RFR: 8338021: Support saturating vector operators in VectorAPI [v5]

Tue Sep 3 12:54:24 UTC 2024

On Mon, 2 Sep 2024 12:20:59 GMT, Jatin Bhateja <jbhateja at openjdk.org> wrote:

>> Hi All,
>> 
>> As per the discussion on panama-dev mailing list[1], patch adds the support following new vector operators.
>> 
>> 
>>      . SUADD   : Saturating unsigned addition.
>>      . SADD    : Saturating signed addition. 
>>      . SUSUB   : Saturating unsigned subtraction.
>>      . SSUB    : Saturating signed subtraction.
>>      . UMAX    : Unsigned max
>>      . UMIN    : Unsigned min.
>>      
>> 
>> New vector operators are applicable to only integral types since their values wraparound in over/underflowing scenarios after setting appropriate status flags. For floating point types, as per IEEE 754 specs there are multiple schemes to handler underflow, one of them is gradual underflow which transitions the value to subnormal range. Similarly, overflow implicitly saturates the floating-point value to an Infinite value.
>> 
>> As the name suggests, these are saturating operations, i.e. the result of the computation is strictly capped by lower and upper bounds of the result type and is not wrapped around in underflowing or overflowing scenarios.
>> 
>> Summary of changes:
>> - Java side implementation of new vector operators.
>> - Add new scalar saturating APIs for each of the above saturating vector operator in corresponding primitive box classes, fallback implementation of vector operators is based over it.
>> - C2 compiler IR and inline expander changes.
>> - Optimized x86 backend implementation for new vector operators and their predicated counterparts.
>> - Extends existing VectorAPI Jtreg test suite to cover new operations.
>> 
>> Kindly review and share your feedback.
>> 
>> Best Regards,
>> PS: Intrinsification and auto-vectorization of new core-lib API will be addressed separately in a follow-up patch.
>> 
>> [1] https://mail.openjdk.org/pipermail/panama-dev/2024-May/020408.html
>
> Jatin Bhateja has updated the pull request incrementally with one additional commit since the last revision:
> 
>   Review comments resolved

Ok. This is a huge change. And you do not just introduce changes to the VectorAPI and add Vector instructions. But you also add the scalar instructions.

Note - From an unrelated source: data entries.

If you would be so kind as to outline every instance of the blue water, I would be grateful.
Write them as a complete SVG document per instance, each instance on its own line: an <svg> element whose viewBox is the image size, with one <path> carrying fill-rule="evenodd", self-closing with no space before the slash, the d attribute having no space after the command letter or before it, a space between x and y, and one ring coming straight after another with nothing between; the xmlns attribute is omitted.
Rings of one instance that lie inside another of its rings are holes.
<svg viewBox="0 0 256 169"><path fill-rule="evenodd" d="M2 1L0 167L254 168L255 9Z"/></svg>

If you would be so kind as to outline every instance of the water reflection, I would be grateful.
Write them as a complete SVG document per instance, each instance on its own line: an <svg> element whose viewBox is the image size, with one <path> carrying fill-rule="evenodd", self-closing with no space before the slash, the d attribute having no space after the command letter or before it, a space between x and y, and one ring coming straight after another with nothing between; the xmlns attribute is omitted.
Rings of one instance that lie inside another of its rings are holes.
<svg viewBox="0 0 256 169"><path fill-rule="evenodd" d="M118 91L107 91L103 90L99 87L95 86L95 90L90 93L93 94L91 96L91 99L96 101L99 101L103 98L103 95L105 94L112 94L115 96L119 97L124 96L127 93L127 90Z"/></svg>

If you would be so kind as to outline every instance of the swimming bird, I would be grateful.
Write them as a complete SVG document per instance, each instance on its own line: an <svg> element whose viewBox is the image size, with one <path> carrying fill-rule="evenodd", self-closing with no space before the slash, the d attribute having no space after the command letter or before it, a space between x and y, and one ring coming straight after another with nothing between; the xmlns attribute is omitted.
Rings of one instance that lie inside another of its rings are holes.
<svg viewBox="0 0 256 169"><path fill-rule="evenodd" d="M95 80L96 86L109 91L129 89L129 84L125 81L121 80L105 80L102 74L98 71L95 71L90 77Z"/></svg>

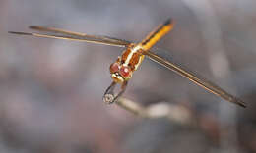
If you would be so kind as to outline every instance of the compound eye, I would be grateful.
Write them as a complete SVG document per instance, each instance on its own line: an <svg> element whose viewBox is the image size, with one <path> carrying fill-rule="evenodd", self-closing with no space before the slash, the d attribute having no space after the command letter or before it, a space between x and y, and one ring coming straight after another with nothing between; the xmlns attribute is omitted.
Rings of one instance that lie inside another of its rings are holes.
<svg viewBox="0 0 256 153"><path fill-rule="evenodd" d="M119 68L120 68L120 65L117 62L111 64L110 65L110 73L113 74L113 73L118 72Z"/></svg>
<svg viewBox="0 0 256 153"><path fill-rule="evenodd" d="M131 68L130 67L127 67L127 66L123 66L121 69L120 69L120 74L122 76L124 77L127 77L130 76L130 73L131 73Z"/></svg>

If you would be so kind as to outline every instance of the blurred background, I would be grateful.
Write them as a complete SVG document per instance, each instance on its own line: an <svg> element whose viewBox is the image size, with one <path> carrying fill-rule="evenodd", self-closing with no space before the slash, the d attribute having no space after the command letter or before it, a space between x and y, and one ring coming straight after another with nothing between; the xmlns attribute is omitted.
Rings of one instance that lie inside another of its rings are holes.
<svg viewBox="0 0 256 153"><path fill-rule="evenodd" d="M254 0L1 0L0 152L256 152L255 7ZM145 60L124 97L184 106L197 122L137 117L102 102L122 49L7 33L38 25L138 42L168 18L175 27L156 46L248 108Z"/></svg>

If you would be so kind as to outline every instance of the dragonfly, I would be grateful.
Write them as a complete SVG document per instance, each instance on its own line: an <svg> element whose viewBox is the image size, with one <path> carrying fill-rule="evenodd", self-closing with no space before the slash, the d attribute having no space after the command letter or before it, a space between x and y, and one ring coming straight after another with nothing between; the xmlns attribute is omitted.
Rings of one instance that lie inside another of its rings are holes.
<svg viewBox="0 0 256 153"><path fill-rule="evenodd" d="M195 73L191 73L181 67L179 63L173 63L164 57L160 57L152 50L152 47L166 33L173 29L174 21L171 19L166 20L164 23L159 25L153 31L151 31L145 39L139 43L130 42L123 39L113 38L109 36L89 35L85 33L73 32L54 27L31 26L29 28L39 32L17 32L9 31L11 34L28 35L44 38L65 39L82 42L90 42L96 44L103 44L110 46L117 46L124 48L121 56L110 65L110 76L112 83L106 89L103 95L103 101L111 104L115 102L125 92L128 81L133 76L133 73L141 65L145 57L152 61L165 67L166 69L175 72L176 74L188 78L195 84L203 87L207 91L226 100L231 103L237 104L241 107L246 107L246 103L239 98L229 94L213 82L199 76ZM114 93L116 84L120 84L120 91Z"/></svg>

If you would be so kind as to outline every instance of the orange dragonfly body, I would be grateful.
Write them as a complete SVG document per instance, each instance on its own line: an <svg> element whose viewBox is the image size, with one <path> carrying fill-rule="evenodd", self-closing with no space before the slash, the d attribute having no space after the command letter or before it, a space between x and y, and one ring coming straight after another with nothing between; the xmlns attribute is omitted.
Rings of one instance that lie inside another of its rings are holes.
<svg viewBox="0 0 256 153"><path fill-rule="evenodd" d="M28 33L28 32L15 32L9 31L12 34L19 35L30 35L36 37L47 37L47 38L56 38L56 39L67 39L67 40L75 40L75 41L84 41L84 42L92 42L98 43L104 45L118 46L125 48L121 57L118 57L117 60L110 65L110 74L113 79L110 86L106 89L103 100L106 103L113 103L116 101L125 91L128 80L132 77L134 71L138 69L144 57L147 56L151 60L159 63L160 65L171 70L180 76L188 78L192 82L197 85L205 88L206 90L222 97L223 99L235 103L239 106L246 107L246 104L227 93L224 89L215 85L214 83L197 76L193 73L186 71L181 68L179 64L174 64L171 61L168 61L159 55L156 55L150 49L153 45L155 45L162 36L168 33L173 28L172 20L167 20L163 24L160 25L155 30L153 30L142 42L140 43L132 43L130 41L112 38L108 36L96 36L96 35L88 35L82 34L78 32L66 31L58 28L44 27L32 26L30 28L47 32L46 34L40 33ZM117 83L121 84L121 91L117 94L114 94L114 88Z"/></svg>

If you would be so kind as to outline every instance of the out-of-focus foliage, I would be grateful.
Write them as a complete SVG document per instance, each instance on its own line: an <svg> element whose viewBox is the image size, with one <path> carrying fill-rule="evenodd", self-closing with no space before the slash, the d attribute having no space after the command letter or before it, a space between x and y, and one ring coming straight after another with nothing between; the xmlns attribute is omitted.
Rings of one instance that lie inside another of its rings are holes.
<svg viewBox="0 0 256 153"><path fill-rule="evenodd" d="M197 126L140 119L101 100L120 48L7 33L39 25L140 41L167 18L174 30L157 47L248 108L146 60L124 96L185 105ZM0 152L256 152L255 26L254 0L1 0Z"/></svg>

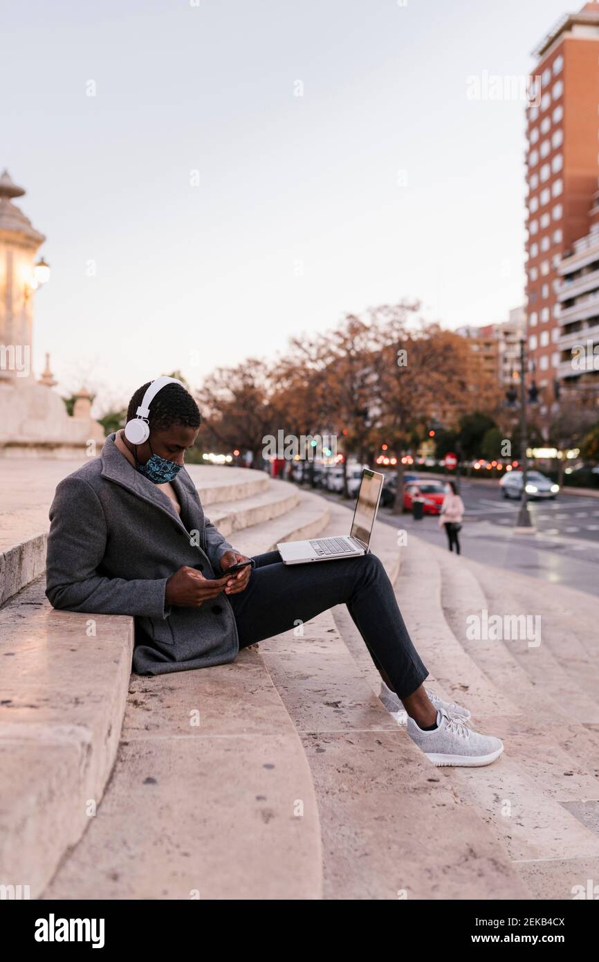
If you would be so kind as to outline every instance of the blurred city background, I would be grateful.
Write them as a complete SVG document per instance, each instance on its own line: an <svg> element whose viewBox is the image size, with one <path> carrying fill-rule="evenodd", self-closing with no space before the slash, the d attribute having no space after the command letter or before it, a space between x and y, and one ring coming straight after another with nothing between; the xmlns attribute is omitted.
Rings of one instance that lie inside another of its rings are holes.
<svg viewBox="0 0 599 962"><path fill-rule="evenodd" d="M0 69L26 34L31 71L0 179L0 455L97 452L174 374L204 417L189 462L343 499L378 466L383 517L423 497L435 541L450 474L474 556L588 589L599 5L282 15L8 11ZM265 455L281 432L313 451Z"/></svg>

Can you split this into at least 2 PR's that are smaller please?
- Scalar saturating instructions: they could even be made available to the user via `Integer.saturatingAdd` etc. Would that not be desired?
- Vector saturating instructions

I'm afraid that now you are not using the scalar ops individually at all, and they are only used as fallback when the vector-api code is not intrinsified. But how can we test this properly?

I'm just not very happy having to review 9K+ PR's 🙈

src/hotspot/cpu/x86/assembler_x86.cpp line 560:

> 558: }
> 559: 
> 560: bool Assembler::needs_evex(XMMRegister reg1, XMMRegister reg2, XMMRegister reg3) {

This is an ASSERT / DEBUG only method, correct? Do you want to `#ifdef ASSERT` it accordingly?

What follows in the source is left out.